Now you can listen to our blog post, "CIBC Investor’s Edge Review" while on the…
Now you can listen to our blog post, “How Buying a Car Affects Buying a House” while on the go.
Because cars are such a necessity, people frequently purchase them without giving much thought to the long term. When it comes to buying a car, getting the car you’ve always wanted and being able to make the monthly payments are frequently the primary concerns.
This is acceptable if you have no plans to make any additional financial investments in the future, but it could pose a severe problem if you want to buy a house. If you have a car loan that consumes too much of your monthly income or that you can’t truly afford to pay off, it will hurt your chances of getting a mortgage. Here’s what you need to know before you take out a car loan.
Buying a Car Can Have an Impact on Your Credit Score
A car loan will affect your credit score in some way, but whether it has a favourable or negative impact is entirely up to you. Making timely auto payments has a significant impact on your credit score, which will ultimately help you qualify for a mortgage.
Making late payments on your auto loan, on the other hand, will have a negative impact on your credit score, lowering your chances of being approved for a mortgage. If you know you’ll be buying a house in the future and require a car loan right now, you should think about utilising your car loan as a financial instrument to assist you to enhance your chances of getting a mortgage. No one can make you make appropriate financial decisions; it is entirely up to you.
A credit score of at least 700 is required to be approved for a mortgage (the minimum varies depending on the lender), but the higher the better. Keep this in mind while evaluating whether or not an auto loan is the best option for you. Taking out a car loan when you can’t afford it can and will affect your chances of getting a mortgage in the future; make sure you think about this before making any decisions.
Buying a Car Can Have an Impact on Your Purchasing Power
The difference (or spread) between your income and your payment commitments determines your purchasing power (in this case your monthly car payment). In general, a larger spread indicates more buying power, whereas a narrower spread indicates less buying power. Having a high-interest auto loan that consumes a large portion of your monthly income implies you have a narrower spread and less purchasing power, which can and will hinder your ability to obtain a mortgage and purchase a home.

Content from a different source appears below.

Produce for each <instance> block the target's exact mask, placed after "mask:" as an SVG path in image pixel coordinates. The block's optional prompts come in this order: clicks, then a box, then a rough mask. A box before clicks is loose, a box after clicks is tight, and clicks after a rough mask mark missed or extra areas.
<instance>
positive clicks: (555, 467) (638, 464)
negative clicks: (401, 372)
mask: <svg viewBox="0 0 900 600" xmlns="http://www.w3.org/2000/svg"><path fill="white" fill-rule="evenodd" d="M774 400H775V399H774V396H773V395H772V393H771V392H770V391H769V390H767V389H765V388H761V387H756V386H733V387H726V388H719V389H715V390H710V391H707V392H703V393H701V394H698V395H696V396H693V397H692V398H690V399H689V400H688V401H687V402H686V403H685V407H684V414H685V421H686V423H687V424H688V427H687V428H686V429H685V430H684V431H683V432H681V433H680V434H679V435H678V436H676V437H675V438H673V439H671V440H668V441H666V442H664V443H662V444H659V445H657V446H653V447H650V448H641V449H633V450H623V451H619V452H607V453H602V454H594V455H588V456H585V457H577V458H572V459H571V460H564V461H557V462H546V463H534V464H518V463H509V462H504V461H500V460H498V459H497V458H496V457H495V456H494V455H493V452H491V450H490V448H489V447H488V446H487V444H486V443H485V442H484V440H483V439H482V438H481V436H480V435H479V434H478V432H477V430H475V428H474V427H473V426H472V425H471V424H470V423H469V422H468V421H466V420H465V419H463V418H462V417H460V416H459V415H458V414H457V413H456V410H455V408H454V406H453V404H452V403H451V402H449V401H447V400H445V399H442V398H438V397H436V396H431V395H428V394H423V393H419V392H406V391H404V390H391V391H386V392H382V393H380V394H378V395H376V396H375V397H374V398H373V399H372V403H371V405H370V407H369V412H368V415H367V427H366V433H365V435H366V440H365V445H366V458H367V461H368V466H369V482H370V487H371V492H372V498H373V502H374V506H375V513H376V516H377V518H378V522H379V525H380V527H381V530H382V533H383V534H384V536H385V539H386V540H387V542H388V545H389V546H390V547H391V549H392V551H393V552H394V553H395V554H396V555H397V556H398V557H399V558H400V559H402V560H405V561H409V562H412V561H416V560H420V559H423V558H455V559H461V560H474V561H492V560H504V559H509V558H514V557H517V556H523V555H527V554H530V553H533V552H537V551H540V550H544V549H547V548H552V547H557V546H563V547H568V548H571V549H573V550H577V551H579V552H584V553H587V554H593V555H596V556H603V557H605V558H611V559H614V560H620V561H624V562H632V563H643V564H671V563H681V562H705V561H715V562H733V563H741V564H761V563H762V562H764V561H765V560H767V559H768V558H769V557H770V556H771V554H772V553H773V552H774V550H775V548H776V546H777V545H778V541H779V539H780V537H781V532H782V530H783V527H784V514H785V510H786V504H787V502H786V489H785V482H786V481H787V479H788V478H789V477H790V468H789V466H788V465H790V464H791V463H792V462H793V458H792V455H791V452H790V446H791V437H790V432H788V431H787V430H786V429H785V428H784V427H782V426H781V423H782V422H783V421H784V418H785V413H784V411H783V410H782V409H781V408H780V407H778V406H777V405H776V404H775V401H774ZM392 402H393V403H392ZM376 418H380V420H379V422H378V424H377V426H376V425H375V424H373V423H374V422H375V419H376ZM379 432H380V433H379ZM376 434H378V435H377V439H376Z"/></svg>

Before you buy a car, the most important thing you can do is consider your financial situation. Do you intend to purchase a home within the next few years? Is it more necessary to buy a house than to get a high-priced car with a large monthly payment? No car salesman will advise you to think about the financial commitment you’re about to make; they merely want you to acquire a high-priced vehicle. As a result, it’s up to you to take charge of your purchasing power and ensure that you have enough to buy a home in the future.
Which One Should you Purchase First?
Obviously, this is entirely up to you. Although the majority of people either need or can afford a car before they can afford a house. So, what we recommend is that you get a moderately priced car, one that you can afford to pay for both now and in the future if you decide to buy a house. When you’re young and don’t have a mortgage to pay for, nice expensive cars are terrific, but when you do, they’re not so great.
When it comes to your finances, it is critical to think about and plan for the future. Buying a car can have an impact on your capacity to purchase a home, but it doesn’t have to keep you from acquiring the house of your dreams.